Ryne became a whole new kid while he was at this school. As his language developed, so did his social skills. He was interacting with his family more and more, especially his sisters. He developed some sweet friendships with a few of the kids at his school. He was approaching kids at the park and actually playing with them. He was doing well in a regular Sunday School class with the help of an aide. Toward the end of the second year he went to summer camp and a gymnastics class with the help of aides and did great. Tantrums became less and less frequent. We no longer had to lock bedroom doors at night to make sure he didn't wander off or keep a death-lock on his wrist any time we went out in public to keep him from running off. He slept in a bed, sharing a room with his older sister, instead of collapsing on the floor after pacing his room for an hour. He started swallowing pills on his own (we tried for a year to get him to do this, but it only took his therapists one day), which enabled us to start on a biomedical program again.

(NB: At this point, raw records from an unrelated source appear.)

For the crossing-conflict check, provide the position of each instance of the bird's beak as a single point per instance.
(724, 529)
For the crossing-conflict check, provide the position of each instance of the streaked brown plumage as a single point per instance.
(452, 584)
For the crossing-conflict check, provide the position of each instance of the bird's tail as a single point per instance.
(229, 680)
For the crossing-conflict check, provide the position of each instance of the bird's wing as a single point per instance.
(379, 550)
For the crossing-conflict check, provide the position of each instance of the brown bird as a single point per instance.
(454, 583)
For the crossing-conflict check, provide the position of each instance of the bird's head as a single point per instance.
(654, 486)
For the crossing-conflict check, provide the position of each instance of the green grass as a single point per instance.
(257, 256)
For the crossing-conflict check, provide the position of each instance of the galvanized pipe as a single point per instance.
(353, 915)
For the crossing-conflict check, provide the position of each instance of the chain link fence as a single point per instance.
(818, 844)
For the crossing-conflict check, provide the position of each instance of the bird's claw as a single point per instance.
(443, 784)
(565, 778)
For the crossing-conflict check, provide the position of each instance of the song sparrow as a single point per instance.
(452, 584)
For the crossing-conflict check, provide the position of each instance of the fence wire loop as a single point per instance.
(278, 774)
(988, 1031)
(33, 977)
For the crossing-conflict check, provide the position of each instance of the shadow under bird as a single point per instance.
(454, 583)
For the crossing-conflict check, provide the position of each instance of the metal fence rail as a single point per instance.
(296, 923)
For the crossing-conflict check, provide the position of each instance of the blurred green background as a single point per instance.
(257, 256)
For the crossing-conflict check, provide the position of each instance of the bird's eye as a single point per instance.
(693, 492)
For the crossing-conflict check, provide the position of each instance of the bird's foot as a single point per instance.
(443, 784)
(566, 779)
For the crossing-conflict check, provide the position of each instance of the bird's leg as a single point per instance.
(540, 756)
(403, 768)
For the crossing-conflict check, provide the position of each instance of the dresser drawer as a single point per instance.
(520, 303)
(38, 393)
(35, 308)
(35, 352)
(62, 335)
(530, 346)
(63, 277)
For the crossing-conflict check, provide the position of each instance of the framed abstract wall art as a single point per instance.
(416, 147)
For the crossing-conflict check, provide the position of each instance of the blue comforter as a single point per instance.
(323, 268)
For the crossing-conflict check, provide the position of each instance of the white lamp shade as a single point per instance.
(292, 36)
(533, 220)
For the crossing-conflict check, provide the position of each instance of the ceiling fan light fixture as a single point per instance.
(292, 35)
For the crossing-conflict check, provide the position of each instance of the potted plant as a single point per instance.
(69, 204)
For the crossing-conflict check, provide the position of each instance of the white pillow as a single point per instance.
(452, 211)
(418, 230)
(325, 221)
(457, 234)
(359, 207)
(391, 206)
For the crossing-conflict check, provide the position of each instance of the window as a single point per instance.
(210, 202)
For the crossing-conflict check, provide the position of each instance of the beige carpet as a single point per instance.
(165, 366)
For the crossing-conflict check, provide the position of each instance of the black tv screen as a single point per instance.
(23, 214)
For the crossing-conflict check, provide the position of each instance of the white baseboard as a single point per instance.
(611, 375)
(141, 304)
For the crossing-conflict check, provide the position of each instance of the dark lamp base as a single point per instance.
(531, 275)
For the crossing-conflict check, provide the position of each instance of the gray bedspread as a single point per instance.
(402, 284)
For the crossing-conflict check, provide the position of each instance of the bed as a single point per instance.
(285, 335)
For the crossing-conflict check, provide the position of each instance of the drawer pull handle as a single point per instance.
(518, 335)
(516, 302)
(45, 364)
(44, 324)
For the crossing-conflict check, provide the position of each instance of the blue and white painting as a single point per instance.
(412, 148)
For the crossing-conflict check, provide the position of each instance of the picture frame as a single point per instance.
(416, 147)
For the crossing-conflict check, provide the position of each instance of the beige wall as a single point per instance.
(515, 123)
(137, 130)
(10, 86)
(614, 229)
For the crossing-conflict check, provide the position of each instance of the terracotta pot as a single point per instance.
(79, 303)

At the end of two years at the school, it was clear he was ready to attend a regular kindergarten classroom. But it would not be in Chicago. A lot had happened to our family outside of our autism adventure during our two years in Chicago, including the blue house never selling. Marc was offered a promotion with his current company back where the blue house was, so we said good-bye again to Chicago. One of the hardest things I've ever done was picking Ryne up from his school on that last day. He loved it there (so much so that for the next year he would say he wanted to go back to Chicago and go to his old school). I was in tears, and so was the staff. As I was about to buckle him into his car seat, a car rushed into the parking lot. Out jumped one his therapists, tears streaming down her face. It was not her scheduled day to work at the school, but she just had to say good-bye to Ryne. That was the kind of experience we had at this school.

So why haven't I included a link to the school? Sadly, it doesn't exist anymore. It's not easy operating a school. The business side of running the school apparently got to be too difficult, which led to the school closing. But a new school rose out of it's ashes, run by two of the ladies who had worked so closely with Ryne. The new school is in a better location, has much better facilities, and has an incredible staff. We visit quite often, and I'm just amazed at the things they are doing there.

The more famous Sinatra tune about this great city says, Chicago is one town that won't let you down, and it certainly did not let Ryne down. We will be forever grateful for the blessings God gave Ryne during those two years.